CVE-2025-24249
Published: 31 March 2025
Description
Adversaries may enumerate files and directories or may search in specific locations of a host or network share for certain information within a file system.
Security Summary
CVE-2025-24249 is a permissions issue, classified under CWE-862 (Missing Authorization), affecting macOS Sequoia prior to version 15.4, macOS Sonoma prior to 14.7.5, and macOS Ventura prior to 13.7.5. The vulnerability enables an app to check the existence of an arbitrary path on the file system, bypassing intended restrictions.
The CVSS v3.1 base score of 9.8 (AV:N/AC:L/PR:N/UI:N/S:U/C:H/I:H/A:H) indicates a critical severity vulnerability exploitable over the network with low attack complexity, no privileges, and no user interaction required. Any attacker able to deliver or influence an app on a targeted system could determine the presence of arbitrary file system paths, potentially enabling reconnaissance for further attacks with high impacts on confidentiality, integrity, and availability.
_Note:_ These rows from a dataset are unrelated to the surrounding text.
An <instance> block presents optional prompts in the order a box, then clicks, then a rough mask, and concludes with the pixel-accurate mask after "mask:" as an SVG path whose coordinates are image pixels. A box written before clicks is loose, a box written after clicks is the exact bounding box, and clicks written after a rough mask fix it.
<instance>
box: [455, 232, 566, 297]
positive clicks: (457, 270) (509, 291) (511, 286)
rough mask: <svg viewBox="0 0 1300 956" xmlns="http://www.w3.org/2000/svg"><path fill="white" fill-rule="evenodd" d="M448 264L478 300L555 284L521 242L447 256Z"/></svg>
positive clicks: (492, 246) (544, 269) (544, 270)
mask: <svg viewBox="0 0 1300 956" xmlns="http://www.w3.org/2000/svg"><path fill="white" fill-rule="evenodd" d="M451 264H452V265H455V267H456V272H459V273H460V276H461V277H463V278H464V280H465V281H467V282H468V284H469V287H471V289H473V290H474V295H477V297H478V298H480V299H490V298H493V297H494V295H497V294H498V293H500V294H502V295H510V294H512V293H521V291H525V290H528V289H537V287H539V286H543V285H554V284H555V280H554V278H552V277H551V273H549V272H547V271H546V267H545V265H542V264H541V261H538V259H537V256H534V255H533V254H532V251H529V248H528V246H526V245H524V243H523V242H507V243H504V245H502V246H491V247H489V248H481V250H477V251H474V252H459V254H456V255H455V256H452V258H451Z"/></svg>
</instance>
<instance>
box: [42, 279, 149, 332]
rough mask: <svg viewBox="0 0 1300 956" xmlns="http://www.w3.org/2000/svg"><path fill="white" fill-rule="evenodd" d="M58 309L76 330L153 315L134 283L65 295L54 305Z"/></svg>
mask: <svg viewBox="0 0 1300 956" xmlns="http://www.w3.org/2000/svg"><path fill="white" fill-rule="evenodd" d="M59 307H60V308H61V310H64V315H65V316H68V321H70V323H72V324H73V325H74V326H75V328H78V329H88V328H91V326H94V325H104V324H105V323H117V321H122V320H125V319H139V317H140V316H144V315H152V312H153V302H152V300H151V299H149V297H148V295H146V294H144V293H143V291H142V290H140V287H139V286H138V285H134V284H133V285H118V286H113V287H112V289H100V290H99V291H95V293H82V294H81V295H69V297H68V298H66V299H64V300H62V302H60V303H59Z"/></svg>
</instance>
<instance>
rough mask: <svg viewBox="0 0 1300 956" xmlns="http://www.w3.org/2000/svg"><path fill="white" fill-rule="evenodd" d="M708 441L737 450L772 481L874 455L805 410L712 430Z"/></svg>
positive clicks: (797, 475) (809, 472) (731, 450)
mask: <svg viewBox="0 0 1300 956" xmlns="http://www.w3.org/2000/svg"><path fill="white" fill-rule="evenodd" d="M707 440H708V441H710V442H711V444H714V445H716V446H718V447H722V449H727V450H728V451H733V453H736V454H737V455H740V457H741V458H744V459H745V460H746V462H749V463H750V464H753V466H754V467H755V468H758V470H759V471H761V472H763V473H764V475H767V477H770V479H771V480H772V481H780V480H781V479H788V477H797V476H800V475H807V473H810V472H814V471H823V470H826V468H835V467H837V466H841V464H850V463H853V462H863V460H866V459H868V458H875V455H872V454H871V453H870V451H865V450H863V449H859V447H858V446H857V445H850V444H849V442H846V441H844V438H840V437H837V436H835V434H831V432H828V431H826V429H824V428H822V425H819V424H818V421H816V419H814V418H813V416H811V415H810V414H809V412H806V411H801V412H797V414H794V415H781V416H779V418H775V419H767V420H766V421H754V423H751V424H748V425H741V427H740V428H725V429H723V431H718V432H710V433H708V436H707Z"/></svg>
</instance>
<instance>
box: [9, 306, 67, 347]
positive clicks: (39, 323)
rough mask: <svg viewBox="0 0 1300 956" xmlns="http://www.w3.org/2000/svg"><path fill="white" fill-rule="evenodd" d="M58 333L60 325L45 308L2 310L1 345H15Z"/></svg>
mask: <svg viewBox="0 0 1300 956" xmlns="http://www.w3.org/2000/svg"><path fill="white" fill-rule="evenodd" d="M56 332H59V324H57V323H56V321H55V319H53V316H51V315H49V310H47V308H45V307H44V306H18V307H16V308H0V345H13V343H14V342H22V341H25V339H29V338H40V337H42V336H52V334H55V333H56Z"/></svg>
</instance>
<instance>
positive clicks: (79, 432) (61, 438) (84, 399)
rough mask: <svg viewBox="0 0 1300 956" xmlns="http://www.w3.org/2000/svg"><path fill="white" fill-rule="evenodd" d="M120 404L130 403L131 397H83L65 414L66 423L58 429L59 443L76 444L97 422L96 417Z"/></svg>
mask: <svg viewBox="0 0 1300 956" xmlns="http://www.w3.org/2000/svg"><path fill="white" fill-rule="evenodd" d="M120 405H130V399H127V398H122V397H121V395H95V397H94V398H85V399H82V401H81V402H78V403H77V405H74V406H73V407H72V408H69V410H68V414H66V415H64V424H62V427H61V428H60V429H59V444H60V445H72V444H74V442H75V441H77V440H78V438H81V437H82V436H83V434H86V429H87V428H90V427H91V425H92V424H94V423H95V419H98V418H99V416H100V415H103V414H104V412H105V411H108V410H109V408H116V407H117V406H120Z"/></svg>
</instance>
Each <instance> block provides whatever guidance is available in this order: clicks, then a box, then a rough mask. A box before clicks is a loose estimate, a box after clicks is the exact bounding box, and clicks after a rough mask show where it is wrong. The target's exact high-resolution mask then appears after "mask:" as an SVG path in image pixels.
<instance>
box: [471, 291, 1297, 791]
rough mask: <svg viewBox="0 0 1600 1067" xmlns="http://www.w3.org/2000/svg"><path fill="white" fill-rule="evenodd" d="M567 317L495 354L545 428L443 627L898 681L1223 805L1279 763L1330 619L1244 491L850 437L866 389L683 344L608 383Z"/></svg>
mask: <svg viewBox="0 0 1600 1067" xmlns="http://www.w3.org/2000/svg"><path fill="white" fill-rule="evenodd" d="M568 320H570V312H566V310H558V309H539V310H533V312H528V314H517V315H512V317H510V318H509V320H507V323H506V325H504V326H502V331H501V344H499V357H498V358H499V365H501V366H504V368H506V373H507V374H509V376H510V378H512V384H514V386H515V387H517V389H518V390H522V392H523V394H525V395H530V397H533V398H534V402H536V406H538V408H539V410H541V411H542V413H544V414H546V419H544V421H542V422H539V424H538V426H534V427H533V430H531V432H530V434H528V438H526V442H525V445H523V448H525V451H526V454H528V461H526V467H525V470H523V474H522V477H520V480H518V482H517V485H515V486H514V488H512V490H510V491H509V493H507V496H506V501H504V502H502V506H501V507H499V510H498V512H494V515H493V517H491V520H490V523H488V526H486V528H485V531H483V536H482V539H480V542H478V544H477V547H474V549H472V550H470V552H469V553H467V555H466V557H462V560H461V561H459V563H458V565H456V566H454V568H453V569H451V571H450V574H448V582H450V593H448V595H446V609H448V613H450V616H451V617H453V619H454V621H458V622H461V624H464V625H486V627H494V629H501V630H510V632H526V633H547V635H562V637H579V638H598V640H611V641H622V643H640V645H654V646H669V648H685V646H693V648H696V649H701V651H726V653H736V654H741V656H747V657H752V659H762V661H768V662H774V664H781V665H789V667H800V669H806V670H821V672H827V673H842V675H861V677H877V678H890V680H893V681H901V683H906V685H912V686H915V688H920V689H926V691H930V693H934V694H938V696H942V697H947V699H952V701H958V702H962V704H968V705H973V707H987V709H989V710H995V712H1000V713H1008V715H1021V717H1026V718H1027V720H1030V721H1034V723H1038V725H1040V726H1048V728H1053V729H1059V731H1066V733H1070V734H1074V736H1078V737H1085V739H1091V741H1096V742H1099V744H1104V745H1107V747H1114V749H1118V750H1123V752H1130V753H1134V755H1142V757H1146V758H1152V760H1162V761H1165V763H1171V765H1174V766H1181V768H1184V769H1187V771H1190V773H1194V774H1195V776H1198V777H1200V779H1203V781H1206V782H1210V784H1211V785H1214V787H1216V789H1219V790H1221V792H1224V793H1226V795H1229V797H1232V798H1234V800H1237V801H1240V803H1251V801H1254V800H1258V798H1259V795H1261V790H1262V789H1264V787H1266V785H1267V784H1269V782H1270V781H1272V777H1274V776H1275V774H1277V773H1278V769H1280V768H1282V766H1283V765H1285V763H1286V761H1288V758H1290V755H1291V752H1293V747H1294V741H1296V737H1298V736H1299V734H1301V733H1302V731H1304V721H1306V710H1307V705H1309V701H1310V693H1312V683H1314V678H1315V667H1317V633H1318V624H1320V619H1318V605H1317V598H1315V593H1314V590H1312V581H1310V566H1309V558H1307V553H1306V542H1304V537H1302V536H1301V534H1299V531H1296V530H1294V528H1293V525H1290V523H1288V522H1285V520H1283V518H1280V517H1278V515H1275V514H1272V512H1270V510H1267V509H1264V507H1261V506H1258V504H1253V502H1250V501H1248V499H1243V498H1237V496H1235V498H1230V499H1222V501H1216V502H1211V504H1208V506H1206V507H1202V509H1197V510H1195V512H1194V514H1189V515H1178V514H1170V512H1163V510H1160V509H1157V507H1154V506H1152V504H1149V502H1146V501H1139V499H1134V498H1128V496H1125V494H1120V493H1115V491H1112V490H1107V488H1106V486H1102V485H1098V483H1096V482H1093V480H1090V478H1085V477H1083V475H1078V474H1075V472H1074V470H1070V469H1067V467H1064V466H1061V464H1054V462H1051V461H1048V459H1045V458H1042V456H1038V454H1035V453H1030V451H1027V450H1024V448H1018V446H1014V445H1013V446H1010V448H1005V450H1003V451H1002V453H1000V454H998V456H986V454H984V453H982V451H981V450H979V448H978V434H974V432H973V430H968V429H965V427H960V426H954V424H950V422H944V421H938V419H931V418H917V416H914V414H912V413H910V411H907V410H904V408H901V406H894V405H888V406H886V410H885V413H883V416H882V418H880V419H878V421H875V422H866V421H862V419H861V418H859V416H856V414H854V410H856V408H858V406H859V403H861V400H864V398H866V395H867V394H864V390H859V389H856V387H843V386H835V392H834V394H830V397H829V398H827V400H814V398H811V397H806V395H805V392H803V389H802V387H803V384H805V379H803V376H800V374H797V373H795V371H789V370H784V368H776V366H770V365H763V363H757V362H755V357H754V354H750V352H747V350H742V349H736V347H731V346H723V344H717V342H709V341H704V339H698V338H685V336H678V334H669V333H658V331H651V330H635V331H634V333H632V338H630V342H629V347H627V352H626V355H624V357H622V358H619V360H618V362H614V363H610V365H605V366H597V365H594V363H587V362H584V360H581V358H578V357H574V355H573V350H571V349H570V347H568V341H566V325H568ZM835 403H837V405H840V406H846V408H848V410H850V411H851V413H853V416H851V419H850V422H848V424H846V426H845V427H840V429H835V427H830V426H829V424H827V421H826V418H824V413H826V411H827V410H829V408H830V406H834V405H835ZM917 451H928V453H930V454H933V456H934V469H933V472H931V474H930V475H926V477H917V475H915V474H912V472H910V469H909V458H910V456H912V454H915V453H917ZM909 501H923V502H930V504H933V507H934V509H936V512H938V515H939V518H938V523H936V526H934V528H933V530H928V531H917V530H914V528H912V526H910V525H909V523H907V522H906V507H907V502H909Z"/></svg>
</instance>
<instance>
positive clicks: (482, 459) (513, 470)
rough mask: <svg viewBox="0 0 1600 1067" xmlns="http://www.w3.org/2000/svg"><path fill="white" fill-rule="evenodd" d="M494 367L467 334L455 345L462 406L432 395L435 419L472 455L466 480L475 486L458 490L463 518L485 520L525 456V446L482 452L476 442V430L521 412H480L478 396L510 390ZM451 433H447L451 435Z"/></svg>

Apple addressed the issue through additional sandbox restrictions in macOS Sequoia 15.4, macOS Sonoma 14.7.5, and macOS Ventura 13.7.5. Security advisories on support.apple.com (HT122373, HT122374, HT122375) detail the fix, and practitioners should prioritize updating affected systems to mitigate exposure. Additional disclosure notes appear in seclists.org Full Disclosure archives from April 2025.
Details
- CWE(s)
Affected Products
MITRE ATT&CK Enterprise Techniques
Why these techniques?
The vulnerability directly enables bypassing sandbox restrictions to check existence of arbitrary filesystem paths, which maps to File and Directory Discovery (T1083) for reconnaissance.